Adding to the hurt, the Congressional Budget Office has predicted that cut could go up to 4% next year under the pay-go statute. That would be about a $36 billion slice for doctors and hospitals. It also could be a factor as to which Part B drugs and services are used to diagnose and treat patients covered by Medicare.

Conceived as a national debt control effort, the 2% Medicare sequestration has been in force since 2012. But the CARES Act, the first COVID-19 stimulus package that was passed last May, put the sequester on hold until Jan. 1. In response to requests from several health care organizations, Congress extended the hold in December for three more months.

The day before the Senate passed the American Rescue Plan, the American Medical Association (AMA) wrote to congressional leaders urging them to amend the legislation to extend the moratorium once again. “We strongly oppose these arbitrary across-the-board Medicare cuts and the predictably devasting impact they would have on many already distressed physician practices,” AMA CEO and Executive Vice President James Madara said in the letter.

The AMA wasn’t the only group to stress the need for continuing the moratorium.
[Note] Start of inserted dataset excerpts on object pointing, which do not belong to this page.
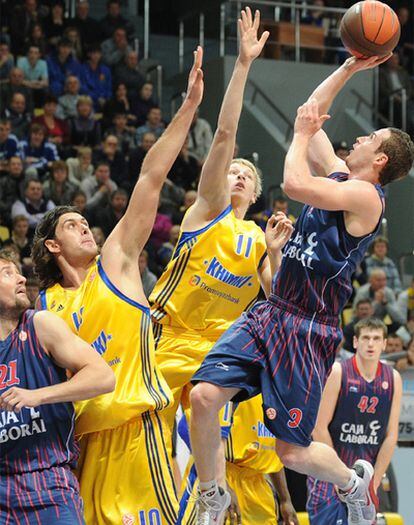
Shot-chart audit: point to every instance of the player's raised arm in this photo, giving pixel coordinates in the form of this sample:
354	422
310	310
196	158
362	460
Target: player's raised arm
91	375
213	191
133	230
After the Senate voted 50-49 to pass the bill Saturday, the American Hospital Association (AHA) said it was concerned that the American Rescue Plan didn’t address the sequester.

The groups do have another shot at renewing the moratorium, but it could be a long one. Reps. Brad Schneider (D-Ill.) and David McKinley (R-W.Va.) re-introduced a bill in January that would lift the Medicare sequester for the duration of the public health emergency. However, there’s been no action on H.R. 315, the Medicare Sequester COVID Moratorium Act, since it was referred to the House Budget Committee. Congressional watchers give it a 25% chance of being enacted.
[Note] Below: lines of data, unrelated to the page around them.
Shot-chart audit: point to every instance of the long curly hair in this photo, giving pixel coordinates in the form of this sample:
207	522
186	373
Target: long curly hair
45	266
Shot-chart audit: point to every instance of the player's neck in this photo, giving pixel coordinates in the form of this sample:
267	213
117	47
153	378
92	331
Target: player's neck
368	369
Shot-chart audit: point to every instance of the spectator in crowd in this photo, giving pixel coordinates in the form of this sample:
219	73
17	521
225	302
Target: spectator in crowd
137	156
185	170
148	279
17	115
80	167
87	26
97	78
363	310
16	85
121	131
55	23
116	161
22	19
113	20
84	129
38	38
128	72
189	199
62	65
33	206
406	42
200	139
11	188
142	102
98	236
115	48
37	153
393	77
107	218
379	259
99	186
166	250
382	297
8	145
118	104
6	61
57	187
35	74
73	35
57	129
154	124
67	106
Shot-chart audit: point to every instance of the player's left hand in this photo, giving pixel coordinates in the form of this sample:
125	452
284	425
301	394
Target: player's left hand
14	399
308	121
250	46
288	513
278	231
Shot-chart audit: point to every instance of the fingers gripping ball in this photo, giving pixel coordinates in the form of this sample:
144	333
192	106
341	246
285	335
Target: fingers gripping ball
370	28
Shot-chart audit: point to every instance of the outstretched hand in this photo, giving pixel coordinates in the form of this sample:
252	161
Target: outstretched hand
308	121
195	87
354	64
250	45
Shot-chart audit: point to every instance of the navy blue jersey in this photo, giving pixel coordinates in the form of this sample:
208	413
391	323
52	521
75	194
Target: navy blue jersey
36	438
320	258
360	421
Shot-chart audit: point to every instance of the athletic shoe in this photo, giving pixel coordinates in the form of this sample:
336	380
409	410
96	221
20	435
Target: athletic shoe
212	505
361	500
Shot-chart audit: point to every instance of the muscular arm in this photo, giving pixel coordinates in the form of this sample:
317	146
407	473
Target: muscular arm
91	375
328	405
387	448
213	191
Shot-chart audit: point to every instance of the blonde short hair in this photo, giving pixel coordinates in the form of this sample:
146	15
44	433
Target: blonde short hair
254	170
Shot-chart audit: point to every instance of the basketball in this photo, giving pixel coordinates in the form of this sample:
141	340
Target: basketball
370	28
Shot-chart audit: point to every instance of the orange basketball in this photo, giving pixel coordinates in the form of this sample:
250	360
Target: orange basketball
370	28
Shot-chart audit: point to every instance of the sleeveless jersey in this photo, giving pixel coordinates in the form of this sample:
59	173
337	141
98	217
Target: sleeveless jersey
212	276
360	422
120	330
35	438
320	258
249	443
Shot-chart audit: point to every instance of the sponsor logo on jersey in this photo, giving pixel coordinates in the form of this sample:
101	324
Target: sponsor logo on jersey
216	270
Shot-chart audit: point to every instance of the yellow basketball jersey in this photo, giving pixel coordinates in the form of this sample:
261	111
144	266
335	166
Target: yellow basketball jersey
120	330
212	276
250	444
The failure to extend the moratorium wasn’t the only disappointment in the American Rescue Plan. The AHA also expressed concern about the level of overall funding for the Provider Relief Fund, which it said “has been crucial in supplying hospitals, health systems and other providers with resources during the pandemic.”

On the positive side, the bill includes:

  • $47.8 billion for COVID-19 testing and contact tracing;
  • $7.5 billion for vaccine administration and distribution;
  • $10 billion for emergency medical supply production under the Defense Production Act;
  • $6.05 billion for the development, manufacturing and government procurement of vaccines and therapies for COVID-19 or other diseases with pandemic potential;
  • $1.75 billion for SARS-CoV-2 genomic sequencing and surveillance;
  • $1 billion for government activities to increase vaccine confidence and improve the rate of COVID-19 vaccinations;
  • $500 million for FDA activities related to evaluating and monitoring COVID-19 devices, drugs and vaccines;
  • $500 million to support public health data surveillance and analytics infrastructure modernization initiatives at the CDC, and to establish and maintain efforts to modernize the U.S. disease warning system to forecast and track hotspots for COVID-19, its variants and emerging biological threats;
  • a provision mandating coverage of COVID-19 vaccines, administration and treatment under Medicaid and the Children’s Health Insurance Program.